Caution has to be exercised, however, when an endpoint (or middlebox)
with a large number of SSRCs joins a unicast session, since immediate
transmission of many RTCP reports can create a significant burst of
traffic, leading to transient congestion and packet loss due to queue
overflows. Implementers are advised to consider sending immediate
RTCP packets for only a small number of SSRCs (e.g., the one or two
SSRCs they consider most important), with the initial RTCP packets
for their other SSRCs being sent after the calculated initial RTCP
reporting interval, to avoid self congestion.
(tbd: is this recommendation sufficiently strong?)

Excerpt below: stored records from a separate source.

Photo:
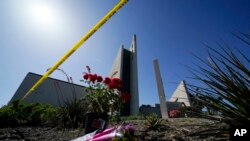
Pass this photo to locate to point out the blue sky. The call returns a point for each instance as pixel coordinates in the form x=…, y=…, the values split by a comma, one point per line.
x=34, y=34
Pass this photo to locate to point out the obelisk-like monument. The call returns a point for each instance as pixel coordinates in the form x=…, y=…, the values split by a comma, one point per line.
x=163, y=105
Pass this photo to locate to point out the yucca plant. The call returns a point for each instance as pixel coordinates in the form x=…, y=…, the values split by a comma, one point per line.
x=226, y=77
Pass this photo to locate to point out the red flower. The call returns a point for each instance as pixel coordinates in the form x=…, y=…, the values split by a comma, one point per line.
x=86, y=76
x=116, y=81
x=125, y=97
x=111, y=86
x=174, y=113
x=92, y=77
x=107, y=80
x=99, y=79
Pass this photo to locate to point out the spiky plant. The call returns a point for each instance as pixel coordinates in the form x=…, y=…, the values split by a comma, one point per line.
x=226, y=76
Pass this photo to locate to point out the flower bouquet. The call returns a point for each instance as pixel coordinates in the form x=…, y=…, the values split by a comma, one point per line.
x=104, y=95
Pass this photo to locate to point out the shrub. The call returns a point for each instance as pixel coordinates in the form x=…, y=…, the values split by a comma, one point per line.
x=153, y=122
x=72, y=114
x=226, y=89
x=19, y=113
x=174, y=113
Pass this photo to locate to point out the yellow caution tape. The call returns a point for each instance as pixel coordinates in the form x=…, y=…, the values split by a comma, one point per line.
x=77, y=45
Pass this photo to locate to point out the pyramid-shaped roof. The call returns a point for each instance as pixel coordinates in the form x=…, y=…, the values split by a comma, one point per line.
x=181, y=94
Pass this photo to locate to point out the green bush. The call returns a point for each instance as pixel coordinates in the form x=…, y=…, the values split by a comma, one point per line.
x=153, y=122
x=19, y=113
x=72, y=114
x=226, y=89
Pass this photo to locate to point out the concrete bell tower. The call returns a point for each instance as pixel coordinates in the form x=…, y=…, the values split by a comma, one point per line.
x=125, y=65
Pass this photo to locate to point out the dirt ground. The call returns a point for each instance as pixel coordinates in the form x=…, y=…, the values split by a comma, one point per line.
x=178, y=129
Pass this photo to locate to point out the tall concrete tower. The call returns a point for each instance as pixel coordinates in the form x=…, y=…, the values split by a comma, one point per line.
x=125, y=65
x=161, y=93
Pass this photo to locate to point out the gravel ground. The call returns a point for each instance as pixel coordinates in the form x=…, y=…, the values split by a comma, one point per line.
x=182, y=129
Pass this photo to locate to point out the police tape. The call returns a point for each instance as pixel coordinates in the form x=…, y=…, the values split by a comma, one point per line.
x=76, y=46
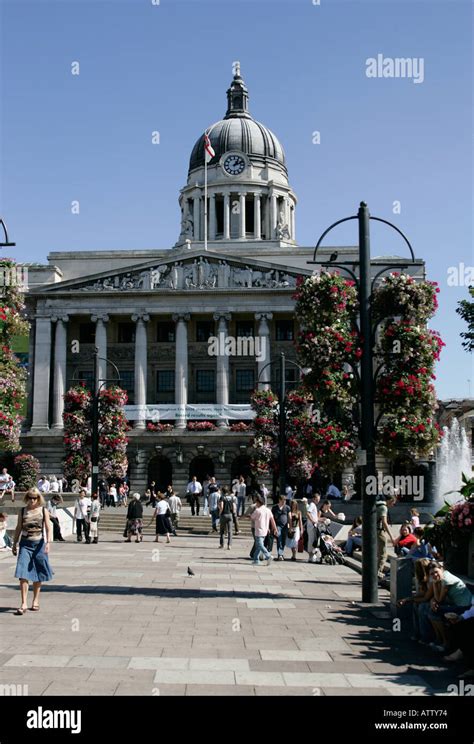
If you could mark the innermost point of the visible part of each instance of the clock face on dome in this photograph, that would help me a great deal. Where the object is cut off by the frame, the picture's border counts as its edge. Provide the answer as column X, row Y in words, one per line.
column 234, row 165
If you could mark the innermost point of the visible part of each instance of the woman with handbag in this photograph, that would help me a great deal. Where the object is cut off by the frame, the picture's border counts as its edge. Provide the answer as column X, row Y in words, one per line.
column 36, row 530
column 162, row 515
column 134, row 524
column 94, row 518
column 295, row 529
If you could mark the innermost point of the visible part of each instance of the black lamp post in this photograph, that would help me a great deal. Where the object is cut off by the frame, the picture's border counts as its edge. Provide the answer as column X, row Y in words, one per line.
column 281, row 416
column 6, row 243
column 365, row 286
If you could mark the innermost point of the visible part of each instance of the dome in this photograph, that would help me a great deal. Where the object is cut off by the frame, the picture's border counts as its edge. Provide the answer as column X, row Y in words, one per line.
column 238, row 131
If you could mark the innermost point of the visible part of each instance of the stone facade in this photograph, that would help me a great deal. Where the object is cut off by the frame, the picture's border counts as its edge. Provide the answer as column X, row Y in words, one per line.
column 151, row 313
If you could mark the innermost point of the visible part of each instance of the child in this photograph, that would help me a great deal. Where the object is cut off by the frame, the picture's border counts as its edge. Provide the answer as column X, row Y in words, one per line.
column 5, row 542
column 415, row 518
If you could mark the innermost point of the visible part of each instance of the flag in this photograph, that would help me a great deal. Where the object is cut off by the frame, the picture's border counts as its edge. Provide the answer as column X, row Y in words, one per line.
column 208, row 151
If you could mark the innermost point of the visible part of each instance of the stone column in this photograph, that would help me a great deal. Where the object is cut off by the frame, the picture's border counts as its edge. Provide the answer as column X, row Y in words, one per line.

5.3. Aggregation of Reports into Compound RTCP Packets
As outlined in Section 5.1, an endpoint with multiple SSRCs has to
treat each SSRC as a separate participant when it comes to sending
RTCP reports. This will lead to each SSRC sending a compound RTCP
packet in each reporting interval. Since these packets are coming
from the same endpoint, it might reasonably be expected that they can
be aggregated to reduce overheads. Indeed, Section 6.1 of [RFC3550]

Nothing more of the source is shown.